The development of large-scale clinical trials and a shift in attitude among health regulators will also help to raise awareness among the public and patients for immunotherapies. There is already a growing understanding of the potential for personalised treatments, in part caused by the increasing understanding of genetic therapies. This creates interest and desire for new therapies, which will filter through to those funding research.

The benefits of immunotherapies are there for us all. As Drevs’ pilot study has demonstrated, autologous vaccines might not only be highly effective at treating cancers; patients might also experience fewer side effects from personalised immunotherapies when compared to conventional treatments. There is growing evidence that the effects of immunotherapies last beyond the treatment period too.

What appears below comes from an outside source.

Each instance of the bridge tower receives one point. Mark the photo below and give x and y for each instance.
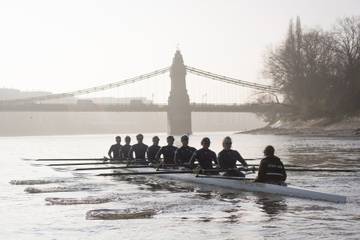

In the future, we need to change the perception of immunotherapies from experimental to established, says Drevs. “That will only happen with clinical trials, new classification, and increased public awareness.”

About the author

Professor Dr Joachim Drevs is an internationally renowned internal specialist, haematologist and oncologist as well as a university professor in Freiburg, Germany. He read medicine at Georg-August-University, Göttingen, Germany, during which he undertook specialist oncology placements at Bircher Foundation clinic of Switzerland, Mount Sinai Hospital, New York, USA and Garankuwa Hospital, Pretoria, Republic South Africa.

Following graduation in 1994 he has been appointed to leading positions in various institutions across Germany and Switzerland and has focused on the implementation of new and innovative therapeutic treatments. In 2005, he earned his professorship at the University Medical Center Freiburg and in 2009 was appointed as an adjunct professor at the same clinic. He founded his own private cancer clinic in Cologne, Germany in 2011 and continues to treat patients from there.